Allez, c’est loupé pour ce coup là, Fred est un peu déçu mais comprend aussi que pour un groupe en perpétuel recherche de renouvellement, de rencontres, de nouveautés, il faut sans cesse innover, tester, proposer, et qu’il est bien normal que dans ce processus de création, certaines voies soient parfois plus stériles que d’autres. Fred reste ainsi en fin de concert fidèle au groupe et souhaite à toute la famille Burguière, et à Fredo son chanteur en particulier, santé, bonheur et de nouvelles aventures à dévorer avec un appétit d’Ogres ! Content de ce bon mot, il compte sur l’expérience et l’authenticité des Ogres de Barback pour bifurquer prochainement sur un chemin fertile et prometteur.
Prometteur est le dernier album des Têtes Raides, prometteur est la tournée. Aucune déception à l’horizon. Fred vit un concert magique à chaque seconde, comme il ne l’avait plus vécu depuis longtemps, comme il n’en avait jamais vécu au Zénith. Aucune fioriture, aucun artifice. Les artistes sont les oiseaux mazoutés du bord de mer. Le public houleux se balance. Ses vagues se cassent sur les lèvres de Christian Olivier. Le Zénith tremble. Nous sommes en suspension, portés par la voix puissante, mécanique, maitrisée. Les chaines vocales raclent dans la gorge usine. Les poulies nous remontent la plus belle pêche de la soirée.

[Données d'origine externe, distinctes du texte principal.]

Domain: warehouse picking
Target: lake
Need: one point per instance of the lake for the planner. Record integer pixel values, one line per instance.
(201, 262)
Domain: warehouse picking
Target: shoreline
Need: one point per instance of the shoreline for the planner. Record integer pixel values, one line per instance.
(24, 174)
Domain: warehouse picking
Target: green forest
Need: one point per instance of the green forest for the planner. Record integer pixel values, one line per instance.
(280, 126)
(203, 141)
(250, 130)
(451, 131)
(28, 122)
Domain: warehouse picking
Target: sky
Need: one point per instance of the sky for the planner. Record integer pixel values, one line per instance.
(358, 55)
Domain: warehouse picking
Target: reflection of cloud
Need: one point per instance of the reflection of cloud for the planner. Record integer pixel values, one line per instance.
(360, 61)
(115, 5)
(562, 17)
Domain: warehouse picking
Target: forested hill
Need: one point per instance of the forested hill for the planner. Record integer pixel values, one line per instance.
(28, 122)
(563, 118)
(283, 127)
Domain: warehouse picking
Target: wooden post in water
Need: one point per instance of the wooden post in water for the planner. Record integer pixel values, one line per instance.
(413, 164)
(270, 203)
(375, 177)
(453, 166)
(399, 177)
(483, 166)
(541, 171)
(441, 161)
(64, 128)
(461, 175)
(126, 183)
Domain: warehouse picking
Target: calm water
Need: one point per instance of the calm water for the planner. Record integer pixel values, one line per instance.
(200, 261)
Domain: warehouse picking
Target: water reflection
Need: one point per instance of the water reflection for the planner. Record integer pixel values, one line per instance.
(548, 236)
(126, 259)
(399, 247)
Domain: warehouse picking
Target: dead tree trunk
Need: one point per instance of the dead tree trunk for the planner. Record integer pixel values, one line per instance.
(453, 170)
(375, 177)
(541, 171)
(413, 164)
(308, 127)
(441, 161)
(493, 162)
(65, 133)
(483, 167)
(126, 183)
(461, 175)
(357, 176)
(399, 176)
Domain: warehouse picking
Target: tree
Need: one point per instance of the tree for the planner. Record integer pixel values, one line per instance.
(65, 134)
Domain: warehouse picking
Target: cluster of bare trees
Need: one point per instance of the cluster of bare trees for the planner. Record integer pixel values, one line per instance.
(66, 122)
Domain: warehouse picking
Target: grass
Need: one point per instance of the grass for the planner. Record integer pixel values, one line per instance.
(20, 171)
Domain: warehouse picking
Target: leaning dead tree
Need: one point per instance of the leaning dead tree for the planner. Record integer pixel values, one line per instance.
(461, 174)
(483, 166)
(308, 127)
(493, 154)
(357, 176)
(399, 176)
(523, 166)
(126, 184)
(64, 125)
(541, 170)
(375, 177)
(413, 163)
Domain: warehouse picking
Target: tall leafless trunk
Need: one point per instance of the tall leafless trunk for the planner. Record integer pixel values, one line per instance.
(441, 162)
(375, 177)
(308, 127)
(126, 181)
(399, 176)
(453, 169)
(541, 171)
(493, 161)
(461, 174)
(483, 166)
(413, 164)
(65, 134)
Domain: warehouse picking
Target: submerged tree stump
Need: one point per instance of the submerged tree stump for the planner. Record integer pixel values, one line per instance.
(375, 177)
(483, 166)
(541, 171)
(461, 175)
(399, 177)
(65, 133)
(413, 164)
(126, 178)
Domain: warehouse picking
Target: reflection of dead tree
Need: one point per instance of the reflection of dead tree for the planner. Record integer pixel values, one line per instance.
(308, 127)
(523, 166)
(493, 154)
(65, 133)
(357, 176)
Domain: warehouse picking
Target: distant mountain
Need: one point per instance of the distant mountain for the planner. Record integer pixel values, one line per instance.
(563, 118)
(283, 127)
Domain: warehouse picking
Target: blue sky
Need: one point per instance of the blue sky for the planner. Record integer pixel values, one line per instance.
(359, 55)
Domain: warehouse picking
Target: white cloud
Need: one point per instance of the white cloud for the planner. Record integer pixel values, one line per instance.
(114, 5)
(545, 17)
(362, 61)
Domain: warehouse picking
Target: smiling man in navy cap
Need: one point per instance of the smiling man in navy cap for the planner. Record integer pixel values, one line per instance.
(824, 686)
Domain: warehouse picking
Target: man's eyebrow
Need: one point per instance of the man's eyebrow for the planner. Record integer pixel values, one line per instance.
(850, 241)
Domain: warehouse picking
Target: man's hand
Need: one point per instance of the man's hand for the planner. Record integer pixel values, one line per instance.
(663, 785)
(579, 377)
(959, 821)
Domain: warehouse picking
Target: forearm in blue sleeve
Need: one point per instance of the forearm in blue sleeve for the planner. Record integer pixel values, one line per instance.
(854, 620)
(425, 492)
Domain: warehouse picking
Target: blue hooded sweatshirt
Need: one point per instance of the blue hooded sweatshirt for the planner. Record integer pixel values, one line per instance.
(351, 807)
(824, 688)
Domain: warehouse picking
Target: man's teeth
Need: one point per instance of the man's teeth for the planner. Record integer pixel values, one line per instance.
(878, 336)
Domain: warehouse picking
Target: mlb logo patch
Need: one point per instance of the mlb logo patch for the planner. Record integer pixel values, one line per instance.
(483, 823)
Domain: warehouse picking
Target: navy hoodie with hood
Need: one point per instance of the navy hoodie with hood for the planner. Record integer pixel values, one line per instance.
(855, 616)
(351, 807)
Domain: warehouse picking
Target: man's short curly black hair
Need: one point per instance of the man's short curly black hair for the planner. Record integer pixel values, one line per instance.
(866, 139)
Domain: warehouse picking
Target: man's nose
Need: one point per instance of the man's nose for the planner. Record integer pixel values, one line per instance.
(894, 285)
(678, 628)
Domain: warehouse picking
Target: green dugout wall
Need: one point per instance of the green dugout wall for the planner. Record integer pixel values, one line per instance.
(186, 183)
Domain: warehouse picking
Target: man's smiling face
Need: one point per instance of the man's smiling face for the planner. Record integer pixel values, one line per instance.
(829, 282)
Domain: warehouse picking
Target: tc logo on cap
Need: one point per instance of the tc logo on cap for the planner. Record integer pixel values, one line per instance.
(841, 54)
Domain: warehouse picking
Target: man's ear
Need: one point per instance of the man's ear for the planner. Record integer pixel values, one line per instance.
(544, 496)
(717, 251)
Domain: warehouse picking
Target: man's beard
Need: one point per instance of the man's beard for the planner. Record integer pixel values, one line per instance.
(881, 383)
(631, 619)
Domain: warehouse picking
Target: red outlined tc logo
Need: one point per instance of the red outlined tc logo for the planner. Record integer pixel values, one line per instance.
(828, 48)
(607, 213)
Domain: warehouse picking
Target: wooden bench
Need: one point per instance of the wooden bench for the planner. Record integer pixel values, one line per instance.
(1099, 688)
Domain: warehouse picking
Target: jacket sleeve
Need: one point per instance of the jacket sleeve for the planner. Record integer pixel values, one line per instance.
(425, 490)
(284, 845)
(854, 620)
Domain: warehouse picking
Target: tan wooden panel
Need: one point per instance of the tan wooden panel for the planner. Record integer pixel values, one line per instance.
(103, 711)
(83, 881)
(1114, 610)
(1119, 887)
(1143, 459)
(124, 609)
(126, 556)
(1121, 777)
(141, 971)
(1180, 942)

Ce soir la mer n’est pas que de l’eau. "Ginette" est notre phare dans cette Ode à la nuit ! Injectons-nous les flammes de la transe… Tout se mélange : "Emma" ne sait pourquoi, "Gino" est là… Salut "Gérard", j’ai des trous dans le dos, et… "Paris c’est Bamako" !
Et comme quand l’un manque à l’appel, cent ans après, coquin de sort, il nous manque encore, le plus bel hommage du moment est lancé à la mer : "Le 10 janvier 2010 s’éteignait un garçon qui disait : "J’ai tellement parlé de la mort, que j’ai cru la noyer, la submerger de ma vie, l’emmerder tant et tellement, qu’elle abandonne l’idée même de m’emmener avec elle… Monsieur Mano Solo !" Qui a croisé la route une fois de Christian ou Mano mesure le poids de cette déclaration d’amitié, qui vous retourne les tripes et vous tire les larmes que le monde entier n’a pas chialé. Putain "la vie, c’est pas du gâteau !". Merci Christian Olivier ! Merci Têtes Raides. Merci Paroles et Musiques.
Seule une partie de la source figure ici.